NOW, THEREFORE, in consideration of the premises contained herein and for other good and valuable consideration, the receipt and sufficiency of which are hereby acknowledged, the parties hereto, intending to be legally bound hereby, agree as follows:

 

SECTION 1.         Defined Terms. Capitalized terms used but not defined herein shall have the respective meanings assigned to such terms in the Existing Credit Agreement, as amended by this Amendment (the “Amended Credit Agreement”).

 

SECTION 2.         Amendments. Effective as of the Amendment No. 3 Effective Date (as defined below), Section 5.04(a) of the Existing Credit Agreement is hereby amended and restated in its entirety to read as follows:

 

“within 90 days after the end of each fiscal year, commencing with the first fiscal year ending after the Closing Date, a consolidated balance sheet and related statements of operations, cash flows and owners’ equity showing the financial position of Parent and its Subsidiaries as of the close of such fiscal year and the consolidated results of their operations during such year and setting forth in comparative form the corresponding figures for the prior fiscal year, which consolidated balance sheet and related statements of operations, cash flows and owners’ equity shall be accompanied by customary management’s discussion and analysis and audited by independent public accountants of recognized national standing and accompanied by an opinion of such accountants (which opinion (except with respect to the opinion accompanying the financial statements delivered pursuant to this clause (a) for the fiscal year ending December 31, 2024) shall not be qualified as to scope of audit or as to the status of Parent or any Material Subsidiary as a going concern, other than solely with respect to, or resulting solely from, (x) an upcoming maturity date under any material Indebtedness occurring within one year from the time such opinion is delivered or (y) any potential inability to satisfy any financial maintenance covenant included in any Indebtedness of Parent or any Subsidiary on a future date or in a future period) to the effect that such consolidated financial statements fairly present, in all material respects, the financial position and results of operations of Parent and its Subsidiaries on a consolidated basis in accordance with GAAP (it being understood that the delivery by Parent of annual reports on Form 10-K of Parent and its consolidated Subsidiaries shall satisfy the requirements of this Section 5.04(a) to the extent such annual reports include the information specified herein and are delivered within the time period specified above);”

 

 

 

 

SECTION 3.         Conditions to Effectiveness of Amendment.
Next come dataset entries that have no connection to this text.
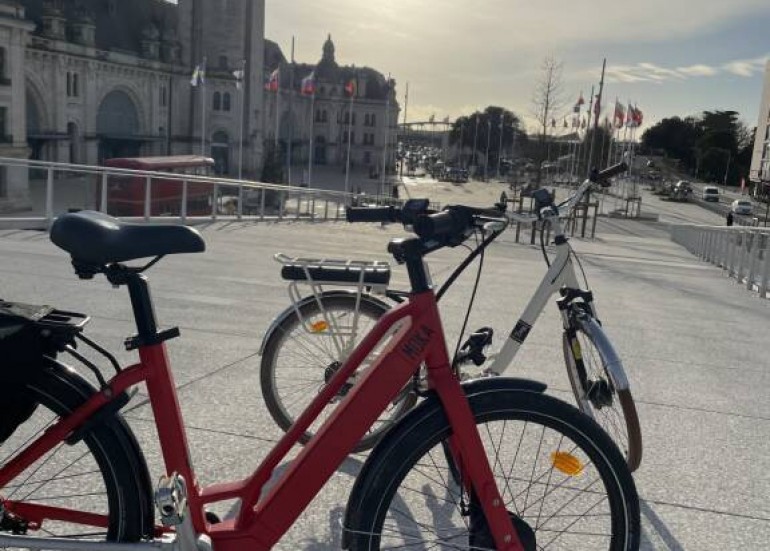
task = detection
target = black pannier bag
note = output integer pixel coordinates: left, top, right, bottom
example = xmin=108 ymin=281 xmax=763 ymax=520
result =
xmin=0 ymin=299 xmax=56 ymax=444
The effectiveness of this Amendment and the amendments set forth in Section 2 hereof, are subject to satisfaction (or waiver by the Administrative Agent and the Required Lenders party hereto) of the following conditions precedent (the first date of such satisfaction (or waiver) being the “Amendment No. 3 Effective Date”):

 

(a)            the Administrative Agent (or its counsel) shall have received (i) from each of the Borrower and the Guarantors, and (ii) from the Lenders party hereto constituting the Required Lenders either (x) a counterpart of this Amendment signed on behalf of such party or (y) written evidence reasonably satisfactory to the Administrative Agent (which may include delivery of a signed signature page of this Amendment by facsimile or other means of electronic transmission (e.g., “pdf”)) that such party has signed a counterpart of this Amendment;

 

(b)            the Borrower shall have delivered to the Administrative Agent (or its counsel) a certificate from a Responsible Officer of the Borrower, dated as of the Amendment No. 3 Effective Date, to the effect set forth in Section 4(b) and (d) hereof;

 

(c)            prior to or substantially concurrently with the Amendment No. 3 Effective Date, the Borrower shall have paid (or caused to be paid) to the Administrative Agent and the Amendment No. 3 Lead Arranger all reasonable and documented out-of-pocket expenses of the Administrative Agent and the Amendment No. 3 Lead Arranger incurred in connection with the preparation, execution and delivery of this Amendment and the other instruments and documents to be delivered hereunder, if any (but limited, in the case of legal fees and expenses, to the actual reasonable and documented out-of-pocket fees, disbursements and other charges of Cahill Gordon & Reindel LLP, counsel to the Administrative Agent), in each case, to the extent invoiced at least one Business Day prior to the Amendment No. 3 Effective Date and otherwise required to be paid by the Borrower on or prior to the Amendment No. 3 Effective Date pursuant to, and subject to the limitations set forth in, Section 9.05 of the Existing Credit Agreement and (without duplication) the correlative provisions set forth in any other Loan Document (as defined in the Existing Credit Agreement); and

 

(d)            prior to or substantially concurrently with the Amendment No. 3 Effective Date, the Borrower shall have paid (or caused to be paid) to the Administrative Agent, for the account of each Lender party hereto, a consent fee in an amount equal to 0.25% of the aggregate principal amount of the Term Loans held by such Lender as of the Amendment No. 3 Effective Date, which shall be fully earned and due and payable on the Amendment No. 3 Effective Date.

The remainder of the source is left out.